Ces exigences ne sont pas insurmontables. Elles constituent même la base du journalisme tel qu’il devrait être pratiqué partout dans le monde. En Guinée, le Code de la presse et de la communication offre déjà un cadre légal pour encadrer la profession. Il suffit de l’appliquer rigoureusement.
Les Responsabilités Partagées
Soyons honnêtes : les médias fermés ne sont pas uniquement victimes des autorités. Ils portent aussi une part de responsabilité dans cette situation. Trop de dérapages, trop d’amateurs s’improvisant journalistes, trop de plateformes transformées en arènes de provocations. À force de confondre liberté et anarchie, certains ont donné des arguments à ceux qui souhaitaient les réduire au silence.
Cependant, fermer les médias indéfiniment n’est pas une solution. Cela prive des familles de leurs moyens de subsistance, limite la diversité des voix et nuit à l’image d’une Guinée démocratique. Une presse libre et responsable est essentielle pour accompagner la Transition et garantir des élections transparentes et crédibles.
Une Opportunité pour la Guinée
La réouverture des médias en 2025 serait un signal fort. Elle montrerait que la Guinée est prête à tourner la page des divisions et à construire un avenir fondé sur le dialogue et la transparence. Elle permettrait aussi à des journalistes compétents de retrouver leur emploi et de contribuer à l’édification d’une société plus juste et plus informée.

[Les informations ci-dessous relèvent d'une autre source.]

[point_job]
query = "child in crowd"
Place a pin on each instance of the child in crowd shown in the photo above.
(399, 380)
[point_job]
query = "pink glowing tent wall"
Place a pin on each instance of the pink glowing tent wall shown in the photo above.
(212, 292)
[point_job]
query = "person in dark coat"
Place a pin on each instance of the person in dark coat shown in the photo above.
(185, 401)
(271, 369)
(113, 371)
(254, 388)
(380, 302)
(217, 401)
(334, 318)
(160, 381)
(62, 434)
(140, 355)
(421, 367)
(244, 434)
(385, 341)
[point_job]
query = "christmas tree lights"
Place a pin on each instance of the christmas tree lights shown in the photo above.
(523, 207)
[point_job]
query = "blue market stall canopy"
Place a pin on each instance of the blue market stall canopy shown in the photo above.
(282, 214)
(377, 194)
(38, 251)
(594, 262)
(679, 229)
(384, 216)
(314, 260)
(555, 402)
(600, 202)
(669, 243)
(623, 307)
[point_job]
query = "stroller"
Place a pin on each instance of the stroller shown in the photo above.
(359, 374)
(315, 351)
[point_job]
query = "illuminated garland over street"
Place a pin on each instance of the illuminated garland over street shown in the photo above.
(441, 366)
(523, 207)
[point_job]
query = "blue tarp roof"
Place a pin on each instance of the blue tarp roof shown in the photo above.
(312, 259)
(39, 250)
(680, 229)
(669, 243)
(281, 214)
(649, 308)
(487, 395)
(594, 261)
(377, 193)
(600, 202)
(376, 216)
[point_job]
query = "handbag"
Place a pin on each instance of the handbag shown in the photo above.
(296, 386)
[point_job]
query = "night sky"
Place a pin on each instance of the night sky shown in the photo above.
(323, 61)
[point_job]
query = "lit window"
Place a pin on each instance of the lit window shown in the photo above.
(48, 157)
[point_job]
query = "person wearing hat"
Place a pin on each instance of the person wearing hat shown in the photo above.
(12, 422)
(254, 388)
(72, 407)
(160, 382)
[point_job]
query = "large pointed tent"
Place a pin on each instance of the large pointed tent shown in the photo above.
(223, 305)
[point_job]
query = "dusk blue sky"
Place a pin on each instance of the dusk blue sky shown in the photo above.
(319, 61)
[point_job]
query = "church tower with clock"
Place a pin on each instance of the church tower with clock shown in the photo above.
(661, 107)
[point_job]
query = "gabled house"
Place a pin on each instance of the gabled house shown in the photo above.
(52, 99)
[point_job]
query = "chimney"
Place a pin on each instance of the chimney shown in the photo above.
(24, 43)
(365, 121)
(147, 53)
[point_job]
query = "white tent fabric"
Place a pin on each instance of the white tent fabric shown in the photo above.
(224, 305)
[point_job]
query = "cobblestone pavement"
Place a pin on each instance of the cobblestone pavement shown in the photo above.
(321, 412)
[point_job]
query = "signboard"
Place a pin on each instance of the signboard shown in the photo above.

Si j’étais le Général Mamadi Doumbouya, je donnerais donc l’instruction à la Haute Autorité de la Communication (HAC) et au ministère de l’Information et de la Communication de travailler à cette réouverture, dans le respect des règles énoncées. Mais voilà, je ne suis pas le Président de la Transition. Je suis le docteur Abou Maco, journaliste et citoyen de Lambanyi-Wariya. À chacun son rôle, à chacun sa responsabilité.
En attendant, espérons que 2025 sera l’année où la Guinée renouera avec une presse libre, responsable et digne de ce nom. Car sans elle, la démocratie reste incomplète.